Código de Policía: Obligaciones de propietarios para evitar riesgos en viviendas
En Colombia, la Ley 1801 de 2016, conocida como el Código de Policía, establece normas fundamentales para garantizar la seguridad y la convivencia ciudadana. Esta legislación tiene como objetivo principal crear condiciones adecuadas para la convivencia en el territorio nacional, promoviendo el cumplimiento de deberes y obligaciones tanto de personas naturales como jurídicas.
El artículo que afecta directamente a propietarios
Dentro de esta normativa, el artículo 27 del Código de Policía regula específicamente los comportamientos que ponen en riesgo la vida e integridad de las personas. En su numeral 5, la ley establece claramente que está prohibido no retirar o reparar los elementos en inmuebles que representen peligro para otras personas.
Esto significa que cuando una estructura dentro de una vivienda, edificio o local comercial se encuentra deteriorada o en mal estado, el propietario tiene la responsabilidad legal de corregir el problema. La disposición aplica tanto para propiedades privadas como para aquellas que tengan contacto con espacios públicos o zonas comunes.

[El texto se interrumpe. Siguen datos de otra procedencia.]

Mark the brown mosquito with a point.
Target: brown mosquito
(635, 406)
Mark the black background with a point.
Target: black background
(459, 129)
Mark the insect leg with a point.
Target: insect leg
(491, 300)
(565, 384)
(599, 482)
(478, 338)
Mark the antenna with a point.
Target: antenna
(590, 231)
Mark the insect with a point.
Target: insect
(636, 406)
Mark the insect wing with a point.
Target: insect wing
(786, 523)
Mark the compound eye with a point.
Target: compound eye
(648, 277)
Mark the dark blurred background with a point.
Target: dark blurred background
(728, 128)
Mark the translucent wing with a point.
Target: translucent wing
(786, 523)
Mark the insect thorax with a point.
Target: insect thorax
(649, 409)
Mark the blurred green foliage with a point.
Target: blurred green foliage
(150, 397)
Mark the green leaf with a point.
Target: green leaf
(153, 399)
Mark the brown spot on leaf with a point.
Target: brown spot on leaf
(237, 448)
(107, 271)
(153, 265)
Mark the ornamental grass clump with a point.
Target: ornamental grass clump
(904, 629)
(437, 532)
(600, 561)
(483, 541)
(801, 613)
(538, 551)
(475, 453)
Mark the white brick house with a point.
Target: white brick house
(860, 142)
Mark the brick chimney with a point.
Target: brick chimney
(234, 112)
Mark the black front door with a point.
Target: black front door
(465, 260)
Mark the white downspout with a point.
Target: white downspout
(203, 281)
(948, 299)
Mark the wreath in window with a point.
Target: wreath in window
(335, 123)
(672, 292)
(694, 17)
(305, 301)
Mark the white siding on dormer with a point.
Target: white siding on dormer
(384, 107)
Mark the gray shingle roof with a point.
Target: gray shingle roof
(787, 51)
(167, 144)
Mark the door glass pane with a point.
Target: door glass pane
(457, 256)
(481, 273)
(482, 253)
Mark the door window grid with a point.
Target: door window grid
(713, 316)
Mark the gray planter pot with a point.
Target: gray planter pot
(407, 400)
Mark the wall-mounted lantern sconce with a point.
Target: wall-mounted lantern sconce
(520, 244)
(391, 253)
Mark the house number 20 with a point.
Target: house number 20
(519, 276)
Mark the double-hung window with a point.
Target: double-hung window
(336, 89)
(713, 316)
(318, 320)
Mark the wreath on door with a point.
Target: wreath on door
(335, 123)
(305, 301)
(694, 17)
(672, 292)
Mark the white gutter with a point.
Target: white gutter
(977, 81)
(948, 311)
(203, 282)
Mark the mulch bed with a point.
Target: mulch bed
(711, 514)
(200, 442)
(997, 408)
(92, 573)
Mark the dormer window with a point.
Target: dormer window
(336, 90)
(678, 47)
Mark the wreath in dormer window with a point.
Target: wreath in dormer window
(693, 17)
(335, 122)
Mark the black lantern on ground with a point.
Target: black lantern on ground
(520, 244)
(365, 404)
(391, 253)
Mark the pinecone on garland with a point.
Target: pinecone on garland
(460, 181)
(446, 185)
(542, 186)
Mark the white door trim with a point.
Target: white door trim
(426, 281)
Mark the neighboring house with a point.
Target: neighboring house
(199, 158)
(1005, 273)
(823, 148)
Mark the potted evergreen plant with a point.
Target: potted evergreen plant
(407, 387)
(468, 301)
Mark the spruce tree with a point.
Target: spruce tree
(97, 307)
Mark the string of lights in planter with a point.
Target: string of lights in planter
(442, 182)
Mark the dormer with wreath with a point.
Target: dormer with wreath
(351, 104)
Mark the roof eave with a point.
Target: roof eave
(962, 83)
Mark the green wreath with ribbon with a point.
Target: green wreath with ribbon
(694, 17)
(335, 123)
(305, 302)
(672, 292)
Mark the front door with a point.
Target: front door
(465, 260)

Estructuras que podrían generar problemas legales
En la práctica, existen diversas situaciones que pueden ser consideradas un riesgo y que podrían obligar al propietario a realizar reparaciones o modificaciones inmediatas:
- Balcones o barandas sueltas o deterioradas
- Fachadas con materiales desprendidos que puedan caer a la vía pública
- Tejas mal aseguradas o techos en mal estado
- Muros o paredes con riesgo de colapso
- Cerramientos o estructuras metálicas inestables
Este tipo de elementos pueden representar un peligro significativo para vecinos, visitantes o transeúntes que circulen cerca del inmueble, especialmente en áreas urbanas con alta densidad poblacional.
Medidas que pueden ordenar las autoridades
Aunque esta conducta no tiene asociada automáticamente una multa económica, las autoridades sí pueden intervenir de manera activa cuando detecten una situación de riesgo. Entre las medidas correctivas que pueden imponer se encuentran:
- Ordenar la reparación o mantenimiento del inmueble
- Exigir la construcción o el cerramiento de áreas peligrosas
- Solicitar la remoción de elementos que representen peligro
- Ordenar la destrucción de estructuras que puedan causar accidentes
En caso de que el propietario se niegue a cumplir las medidas correctivas ordenadas por las autoridades, la situación puede escalar a un proceso por desacato. En ese escenario, el caso podría derivar en sanciones legales más severas, ya que el incumplimiento de una orden administrativa relacionada con la seguridad pública puede implicar consecuencias jurídicas adicionales.
La aplicación de estas normas busca prevenir accidentes y garantizar que los espacios habitacionales y comerciales cumplan con estándares mínimos de seguridad, protegiendo así tanto a los ocupantes como a las personas que transitan en sus alrededores.